Peace and Raw Health,
Jen: Can you tell us what microscope you use? I'd love to hear your experience in how you selected what you have. We have a pretty simple model just now – but are looking to upgrade.
Haha, Kelly– that is what I always wonder when looking at these lovely learning spaces! Thank you for the reply, Jen! I love love love this blog and refer to it often; my oldest is only ten but am already looking forward to the high school years! -Faith
Thank you for the many inspirations that you have given me. We have take your recommendation on so many different books and resources that I can no longer count them up!

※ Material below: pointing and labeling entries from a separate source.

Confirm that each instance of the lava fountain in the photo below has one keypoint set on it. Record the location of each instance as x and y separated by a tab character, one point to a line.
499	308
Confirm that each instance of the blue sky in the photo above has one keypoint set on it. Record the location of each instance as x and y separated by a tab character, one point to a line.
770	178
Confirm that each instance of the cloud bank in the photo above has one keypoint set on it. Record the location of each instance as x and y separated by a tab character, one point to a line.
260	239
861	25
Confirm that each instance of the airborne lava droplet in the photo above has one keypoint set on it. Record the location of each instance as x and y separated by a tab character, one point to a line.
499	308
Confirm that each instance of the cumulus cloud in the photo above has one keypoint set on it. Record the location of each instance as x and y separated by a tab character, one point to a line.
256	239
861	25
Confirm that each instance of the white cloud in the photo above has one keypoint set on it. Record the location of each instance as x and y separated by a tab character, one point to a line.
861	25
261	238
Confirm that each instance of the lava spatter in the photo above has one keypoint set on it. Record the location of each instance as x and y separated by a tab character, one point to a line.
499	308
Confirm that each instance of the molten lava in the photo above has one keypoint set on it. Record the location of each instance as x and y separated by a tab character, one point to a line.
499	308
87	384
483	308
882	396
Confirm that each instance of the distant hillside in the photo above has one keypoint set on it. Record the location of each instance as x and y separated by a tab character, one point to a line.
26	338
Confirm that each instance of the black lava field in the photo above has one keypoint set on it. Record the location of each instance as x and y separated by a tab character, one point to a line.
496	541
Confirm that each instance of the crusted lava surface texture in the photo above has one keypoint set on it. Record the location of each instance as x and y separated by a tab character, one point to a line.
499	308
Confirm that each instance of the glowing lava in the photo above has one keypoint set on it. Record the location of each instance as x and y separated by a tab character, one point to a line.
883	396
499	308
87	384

Regarding the Homeschool High School Carnival, do you know how we can “subscribe” to this? I tried adding it to my blog list and it gave a crazy message. 😀 We aren't quite ready for high school yet (my only is close in age to your Sparkly), but my husband and I need encouragement for that time.
Thank you for all you do, and for allowing us to share in your life!
Thank you for sharing.
I'm late in answering questions, but thought I'd take a minute tonight!
>> Can you tell us what microscope you use? I'd love to hear your experience in how you selected what you have. << It's an excellent question, Liz, and I'm afraid my answer won't help you out much. My Dad is a professor of Microbiology, and the microscope was a cast off from one of his labs. It is an old scope (as in probably 20+ years old), but it's a good basic scope. In case you're interested, it's an old Bausch and Lomb. We use it all the time, and are very grateful for it. It is reliable and works well. In general, my advice in shopping for a microscope is to purchase the best one your family can afford. It is frustrating to look under a scope, to search and search for your specimen, only to be rewarded with a half-focused image. ——————————————– we3ernes asked: >> Regarding the Homeschool High School Carnival, do you know how we can “subscribe” to this? << I'm sorry to say that I don't know how to subscribe to it. But I will ask Erin who is coordinating this effort and post back here if I find something out!
Jen: Thanks for the response – I agree with the “best you can afford” advice – we'll shop around.